What is linear discriminant analysis in machine learning?
In machine learning, discriminant analysis is a technique that is used for dimensionality reduction, classification, and data visualization. It is employed to reduce the number of dimensions (or variables) in a dataset while retaining as much information as is possible.
Linear discriminant analysis (LDA) is also known as normal discriminant analysis (NDA), or discriminant function analysis. It is a generalization of Fisher's linear discriminant, which is used in statistics and other fields to identify a linear combination of features that characterizes or separates two or more classes of objects or events. The linear combination found can be used as a linear classifier as well as dimensionality reduction before classification.
LDA is most commonly used for supervised classification problems. It is related rather closely to analysis of variance (ANOVA) as well as regression analysis. Both of these also seek to express a dependent variable as a linear combination of other features or measurements.
The major difference is that while LDA has continuous independent variables and a categorical dependent variable (the class label), ANOVA makes use of categorical independent variables and a continuous dependent variable.
Since logistic regression and probit regression also explain a categorical variable with the values of continuous independent variables, they happen to be more similar to linear discriminant analysis than ANOVA.
What are the assumptions of linear discriminant analysis (LDA)?
LDA is very sensitive to outliers and the size of the smallest group needs to be bigger than the number of predictor variables. The assumptions of linear discriminant analysis are exactly the same as the assumptions of Multivariate analysis of variance (MANOVA) . They are are explained here:
Multivariate normality
Independent variables necessarily have to be normal for every level of the grouping variable.
Homogeneity of variance or covariance (homoscedasticity)
Variances among group variables need to be the same across levels of predictors. You can test for homoscedasticity using Box's M statistic.
It is preferable to use linear discriminant analysis when covariances are equal and to use quadratic discriminant analysis when covariances are not equal.
Multicollinearity
Predictive power can fall if the correlation between predictor variables rises.
Independence
Participants are randomly sampled. LDA assumes the score of a participant on one variable to be independent of all the other participants’ scores on that variable.
Linear discriminant analysis works fairly well even if these assumptions are slightly violated and it could still be reliable when dichotomous variables are being used ( even though the assumption of multivariate normality tends to be violated in this situation).
How does linear discriminant analysis work?

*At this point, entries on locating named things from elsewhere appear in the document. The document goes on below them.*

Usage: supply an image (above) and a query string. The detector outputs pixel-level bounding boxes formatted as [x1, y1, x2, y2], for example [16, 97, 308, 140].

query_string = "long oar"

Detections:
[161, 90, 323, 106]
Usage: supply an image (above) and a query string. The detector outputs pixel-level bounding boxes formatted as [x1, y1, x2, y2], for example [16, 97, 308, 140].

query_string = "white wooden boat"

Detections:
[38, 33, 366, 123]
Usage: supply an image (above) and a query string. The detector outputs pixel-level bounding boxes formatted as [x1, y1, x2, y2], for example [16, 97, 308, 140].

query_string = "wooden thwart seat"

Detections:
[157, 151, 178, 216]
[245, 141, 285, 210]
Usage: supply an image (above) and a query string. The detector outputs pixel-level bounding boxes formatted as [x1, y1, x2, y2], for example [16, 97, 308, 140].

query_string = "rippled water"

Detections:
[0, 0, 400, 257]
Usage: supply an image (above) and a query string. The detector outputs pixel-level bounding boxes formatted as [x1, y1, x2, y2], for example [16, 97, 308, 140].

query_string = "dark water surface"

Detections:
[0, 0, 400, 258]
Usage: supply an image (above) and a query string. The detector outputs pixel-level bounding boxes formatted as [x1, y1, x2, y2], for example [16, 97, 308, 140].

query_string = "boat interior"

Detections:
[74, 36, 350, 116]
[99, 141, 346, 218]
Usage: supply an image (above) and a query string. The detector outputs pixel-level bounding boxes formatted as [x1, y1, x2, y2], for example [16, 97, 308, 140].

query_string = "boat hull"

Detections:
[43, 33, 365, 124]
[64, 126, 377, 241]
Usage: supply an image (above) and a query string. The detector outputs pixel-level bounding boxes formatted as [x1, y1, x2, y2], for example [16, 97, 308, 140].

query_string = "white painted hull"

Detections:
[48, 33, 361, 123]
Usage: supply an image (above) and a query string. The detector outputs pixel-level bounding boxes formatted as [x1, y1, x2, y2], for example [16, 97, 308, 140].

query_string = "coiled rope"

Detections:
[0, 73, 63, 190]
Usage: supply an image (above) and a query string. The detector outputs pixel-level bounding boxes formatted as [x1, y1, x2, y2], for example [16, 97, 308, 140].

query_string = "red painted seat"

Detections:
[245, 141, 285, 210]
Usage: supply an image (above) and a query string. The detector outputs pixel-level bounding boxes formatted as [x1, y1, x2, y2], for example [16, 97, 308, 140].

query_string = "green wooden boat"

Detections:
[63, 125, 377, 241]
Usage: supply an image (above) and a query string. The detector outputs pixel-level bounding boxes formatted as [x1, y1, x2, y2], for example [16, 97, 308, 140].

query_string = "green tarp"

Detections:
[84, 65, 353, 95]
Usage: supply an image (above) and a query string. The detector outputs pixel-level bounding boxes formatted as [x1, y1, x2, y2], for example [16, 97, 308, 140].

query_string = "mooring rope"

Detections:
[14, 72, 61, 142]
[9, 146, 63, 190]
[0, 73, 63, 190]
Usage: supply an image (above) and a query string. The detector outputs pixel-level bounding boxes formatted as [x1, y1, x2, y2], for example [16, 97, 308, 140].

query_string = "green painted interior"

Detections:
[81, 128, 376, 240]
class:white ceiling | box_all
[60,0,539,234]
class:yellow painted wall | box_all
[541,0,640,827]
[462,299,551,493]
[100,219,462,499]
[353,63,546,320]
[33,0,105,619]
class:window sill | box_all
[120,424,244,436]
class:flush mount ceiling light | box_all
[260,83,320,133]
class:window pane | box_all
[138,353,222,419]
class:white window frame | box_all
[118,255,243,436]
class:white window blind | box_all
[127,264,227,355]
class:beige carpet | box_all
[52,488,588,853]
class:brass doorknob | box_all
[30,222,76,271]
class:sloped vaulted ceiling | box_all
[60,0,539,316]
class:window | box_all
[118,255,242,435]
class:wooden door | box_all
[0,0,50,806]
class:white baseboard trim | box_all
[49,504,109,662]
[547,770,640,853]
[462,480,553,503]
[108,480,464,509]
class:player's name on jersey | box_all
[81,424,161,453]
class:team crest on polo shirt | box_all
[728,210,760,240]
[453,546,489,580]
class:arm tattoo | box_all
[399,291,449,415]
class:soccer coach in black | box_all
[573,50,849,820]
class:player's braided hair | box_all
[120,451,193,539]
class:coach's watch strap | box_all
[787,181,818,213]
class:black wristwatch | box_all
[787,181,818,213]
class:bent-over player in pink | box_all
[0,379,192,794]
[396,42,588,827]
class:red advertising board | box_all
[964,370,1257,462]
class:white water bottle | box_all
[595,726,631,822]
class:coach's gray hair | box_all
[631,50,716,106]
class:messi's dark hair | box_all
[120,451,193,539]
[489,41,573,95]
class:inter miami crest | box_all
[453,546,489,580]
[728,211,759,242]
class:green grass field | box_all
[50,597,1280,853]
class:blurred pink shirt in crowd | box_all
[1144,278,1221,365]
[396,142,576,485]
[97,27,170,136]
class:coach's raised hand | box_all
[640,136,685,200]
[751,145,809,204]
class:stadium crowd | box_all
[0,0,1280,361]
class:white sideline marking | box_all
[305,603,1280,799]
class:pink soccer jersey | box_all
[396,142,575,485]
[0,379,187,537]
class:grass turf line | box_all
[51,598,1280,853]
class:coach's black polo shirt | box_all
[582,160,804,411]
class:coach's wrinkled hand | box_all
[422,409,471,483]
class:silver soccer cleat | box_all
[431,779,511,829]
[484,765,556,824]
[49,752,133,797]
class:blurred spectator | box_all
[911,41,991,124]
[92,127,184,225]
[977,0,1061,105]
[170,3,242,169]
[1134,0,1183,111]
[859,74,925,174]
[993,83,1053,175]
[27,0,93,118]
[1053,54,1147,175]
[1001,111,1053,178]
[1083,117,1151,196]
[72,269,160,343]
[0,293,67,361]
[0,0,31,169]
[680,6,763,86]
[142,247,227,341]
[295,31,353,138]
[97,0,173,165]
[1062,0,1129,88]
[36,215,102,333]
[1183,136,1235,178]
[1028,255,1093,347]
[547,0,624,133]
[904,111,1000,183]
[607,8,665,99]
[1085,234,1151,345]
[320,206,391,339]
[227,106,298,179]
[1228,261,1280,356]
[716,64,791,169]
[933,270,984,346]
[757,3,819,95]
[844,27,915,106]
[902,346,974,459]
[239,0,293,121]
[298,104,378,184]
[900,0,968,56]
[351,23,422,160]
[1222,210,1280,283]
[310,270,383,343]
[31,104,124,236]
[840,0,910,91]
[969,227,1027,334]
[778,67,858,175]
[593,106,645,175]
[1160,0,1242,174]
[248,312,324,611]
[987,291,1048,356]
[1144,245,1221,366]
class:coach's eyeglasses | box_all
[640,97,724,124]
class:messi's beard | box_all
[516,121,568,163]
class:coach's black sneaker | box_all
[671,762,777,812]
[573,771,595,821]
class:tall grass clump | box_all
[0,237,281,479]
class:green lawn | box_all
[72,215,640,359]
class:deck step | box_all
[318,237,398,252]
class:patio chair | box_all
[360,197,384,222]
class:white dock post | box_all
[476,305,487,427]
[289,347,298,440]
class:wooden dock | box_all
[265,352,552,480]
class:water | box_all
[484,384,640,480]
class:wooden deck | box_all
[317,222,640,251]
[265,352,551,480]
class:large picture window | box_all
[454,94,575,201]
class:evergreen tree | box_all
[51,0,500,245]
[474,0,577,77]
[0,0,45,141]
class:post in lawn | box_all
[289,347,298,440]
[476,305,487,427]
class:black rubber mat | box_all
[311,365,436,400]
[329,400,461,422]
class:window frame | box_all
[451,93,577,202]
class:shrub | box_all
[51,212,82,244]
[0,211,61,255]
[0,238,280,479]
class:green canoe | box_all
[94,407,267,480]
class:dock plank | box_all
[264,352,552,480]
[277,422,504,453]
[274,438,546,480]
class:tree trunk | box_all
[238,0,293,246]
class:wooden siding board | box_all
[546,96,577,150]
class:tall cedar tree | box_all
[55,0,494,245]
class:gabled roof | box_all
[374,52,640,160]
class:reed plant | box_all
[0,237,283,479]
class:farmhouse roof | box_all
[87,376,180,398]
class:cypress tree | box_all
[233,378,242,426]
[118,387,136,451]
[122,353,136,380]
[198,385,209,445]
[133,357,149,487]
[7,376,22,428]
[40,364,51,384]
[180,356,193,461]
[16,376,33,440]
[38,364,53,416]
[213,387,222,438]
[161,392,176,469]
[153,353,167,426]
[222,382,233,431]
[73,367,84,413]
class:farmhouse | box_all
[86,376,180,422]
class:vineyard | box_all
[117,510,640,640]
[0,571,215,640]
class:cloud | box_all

Linear discriminant analysis helps with classification, dimension reduction, and data visualization. Even though it is rather simple, it generates robust and interpretable classification results. In fact, it is usually the first method that is used while working on real-world classification problems before increasingly complex and flexible methods are employed.
Here are some noteworthy applications of LDA:
Bankruptcy prediction
LDA is used to predict the probability of a firm going bankrupt, based on accounting ratios and other financial variables. Edward Altman’s 1968 model is still used widely in practical applications, with an accuracy of 80% to 90%, in spite of limitations like the nonconformance of accounting ratios to the normal distribution assumptions of Linear discriminant analysis.
Facial recognition
When a computer performs facial recognition, each face is represented by a large number of pixel values. The main purpose of linear discriminant analysis over here is to reduce the number of features to a number that is more manageable. Every one of the new dimensions is a linear combination of pixel values, which form a template.
The features learned by using Principal Component Analysis (PCA) are known as Eigenfaces and the features that are learning from linear discriminant analysis are known as Fisherfaces, named after Sir Ronald Fisher.
Marketing
LDA used to be employed widely in marketing to identify the factors that differentiate between various types of consumers and/or products, base on surveys or other forms of collected data. Now, other techniques like logistic regression are used more often. Here are the steps involved in using LDA for marketing:
- You start by formulating the problem and collecting the data. You determine the primary attributes that your customers use to evaluate that type of product. You could use a marketing research team for data collection. They’ll ask respondents to rate the product from 1 to 5, 7, or 10 on the attributes that you choose. Your team asks the same questions about all the products in that study and the data for all these products is codified and fed into statistical programs like R, SPSS or SAS.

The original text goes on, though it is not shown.